The thing I remember particularly on Gardiners Island was how those big birds can fly. It seemed almost impossible that they could get into the air and fly away. It is quite a sight to see a turkey flying. They are agile and swift fliers and don’t hesitate to take to the air if they think they are being cornered or can’t get away by running. It’s been reported that they can fly at speeds of up to 50 mph and run on the ground at 12 mph.
On our Christmas Bird Counts our group covered the whole of Gardiners Island. We found a spot down by Tobaccolot where turkeys roost. They must go to that same spot in the same tree every night; there were pyramids of droppings underneath it.
Turkeys have done so well in many parts of the state that there is now a special hunting season for them. A hunter would be proud to be able to call in an old gobbler and bag it for his Thanksgiving dinner. Turkeys are smart birds and it takes an expert hunter to be able to call one in range of his gun. Wild turkeys are part of the group of such “game birds” as pheasants and grouse and quail, all of which can be legally hunted in season in certain places. However, turkeys cannot be hunted legally in Suffolk County. Male turkeys (toms) weigh from 17 pounds up, with some getting to 30 pounds. That’s a pretty big bird. The females (hens) are smaller, weighing from eight to 12 pounds.
Most everyone knows the turkey gobbler, with his tail spread as he struts his stuff in front of the female to gain her attention. One male can have more than one female companion, and he’s pretty busy keeping his ladies from straying away.

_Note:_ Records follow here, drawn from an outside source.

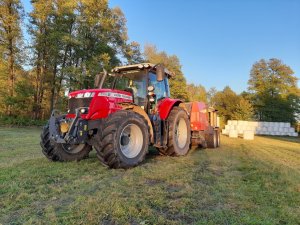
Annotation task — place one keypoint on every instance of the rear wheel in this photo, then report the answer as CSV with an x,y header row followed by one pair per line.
x,y
179,133
62,152
124,141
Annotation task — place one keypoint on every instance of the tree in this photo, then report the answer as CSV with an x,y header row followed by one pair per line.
x,y
226,102
178,86
196,93
72,41
232,106
210,96
11,14
274,91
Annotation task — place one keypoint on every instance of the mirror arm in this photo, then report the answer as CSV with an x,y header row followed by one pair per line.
x,y
102,79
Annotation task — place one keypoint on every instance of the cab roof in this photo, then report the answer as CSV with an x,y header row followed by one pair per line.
x,y
137,67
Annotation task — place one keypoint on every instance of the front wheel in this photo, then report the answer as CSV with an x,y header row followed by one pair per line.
x,y
62,152
124,141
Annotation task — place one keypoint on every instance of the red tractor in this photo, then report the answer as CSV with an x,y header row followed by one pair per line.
x,y
120,122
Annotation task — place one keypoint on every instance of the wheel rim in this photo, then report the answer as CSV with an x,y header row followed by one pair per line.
x,y
73,149
131,140
181,133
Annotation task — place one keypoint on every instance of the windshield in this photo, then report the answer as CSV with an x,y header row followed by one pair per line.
x,y
160,89
135,83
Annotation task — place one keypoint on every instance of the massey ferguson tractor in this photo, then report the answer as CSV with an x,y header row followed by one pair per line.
x,y
123,119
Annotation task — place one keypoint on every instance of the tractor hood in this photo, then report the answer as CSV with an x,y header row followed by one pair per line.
x,y
96,103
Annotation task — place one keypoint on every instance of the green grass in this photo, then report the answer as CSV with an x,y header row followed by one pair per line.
x,y
243,182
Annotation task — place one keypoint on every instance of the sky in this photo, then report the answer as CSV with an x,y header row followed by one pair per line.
x,y
217,41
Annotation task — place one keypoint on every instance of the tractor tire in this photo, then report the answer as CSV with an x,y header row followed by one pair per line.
x,y
124,140
179,137
62,152
212,140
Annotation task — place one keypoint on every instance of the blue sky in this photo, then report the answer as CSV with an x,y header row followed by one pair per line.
x,y
217,41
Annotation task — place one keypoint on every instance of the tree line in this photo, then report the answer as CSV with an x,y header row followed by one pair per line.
x,y
71,41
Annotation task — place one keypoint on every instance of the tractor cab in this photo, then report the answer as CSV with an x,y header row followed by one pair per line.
x,y
146,83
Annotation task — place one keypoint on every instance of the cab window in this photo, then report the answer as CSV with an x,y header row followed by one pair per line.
x,y
160,88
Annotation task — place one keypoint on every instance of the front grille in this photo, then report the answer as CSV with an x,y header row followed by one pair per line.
x,y
75,103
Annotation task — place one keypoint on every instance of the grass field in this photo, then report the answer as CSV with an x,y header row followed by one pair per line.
x,y
243,182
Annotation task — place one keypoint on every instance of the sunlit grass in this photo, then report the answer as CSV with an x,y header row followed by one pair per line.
x,y
243,182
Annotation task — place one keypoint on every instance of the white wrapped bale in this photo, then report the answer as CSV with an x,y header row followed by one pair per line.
x,y
233,122
248,135
233,134
291,129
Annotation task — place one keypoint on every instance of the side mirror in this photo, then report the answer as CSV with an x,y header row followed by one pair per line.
x,y
97,80
160,72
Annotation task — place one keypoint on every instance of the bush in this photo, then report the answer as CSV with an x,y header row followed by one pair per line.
x,y
20,121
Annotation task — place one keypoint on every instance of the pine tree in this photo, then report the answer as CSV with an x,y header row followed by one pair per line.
x,y
11,14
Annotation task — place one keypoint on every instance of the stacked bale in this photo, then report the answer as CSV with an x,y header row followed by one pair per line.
x,y
260,128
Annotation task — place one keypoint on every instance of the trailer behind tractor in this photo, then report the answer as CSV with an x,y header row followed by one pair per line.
x,y
121,121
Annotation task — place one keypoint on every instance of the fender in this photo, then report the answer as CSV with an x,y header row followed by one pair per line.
x,y
166,105
139,110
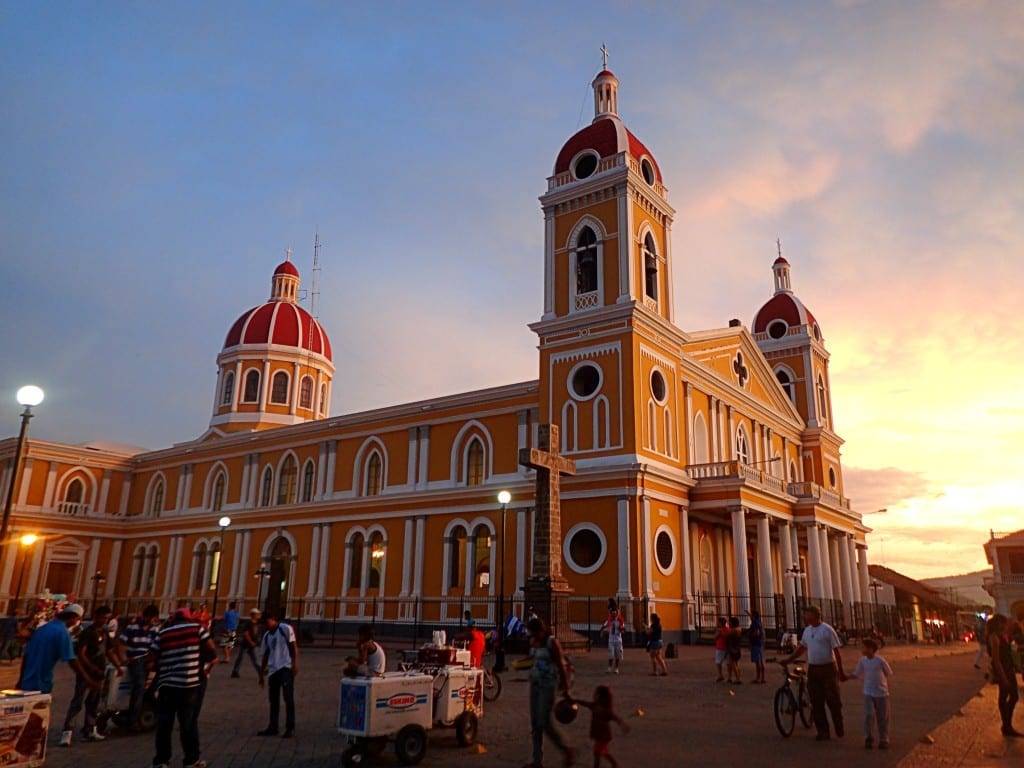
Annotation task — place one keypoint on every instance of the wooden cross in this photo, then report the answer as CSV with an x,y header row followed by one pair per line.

The male has sharp spurs that can be two inches or more in length. These are used in fighting off adversaries. I have seen these spurs in action on my rooster. When the situation arises they throw their spurs up in front of them and with much squabbling and feathers flying, they go at it until one or the other has had enough and turns tail and runs away.
The turkey that most of us will have for Thanksgiving is a domesticated turkey, meaning that it has been bred for its shape, size, meat and, I guess, looks. After all, we want a plump, juicy bird when it comes to the table. In contrast, the wild turkey is built for survival in the wild and is much less plump, usually smaller, and designed for flying. No matter what shape or size or where you see a turkey, whether it’s in Europe or Asia or on a turkey farm, all turkeys originally came from the American stock of our wild turkey.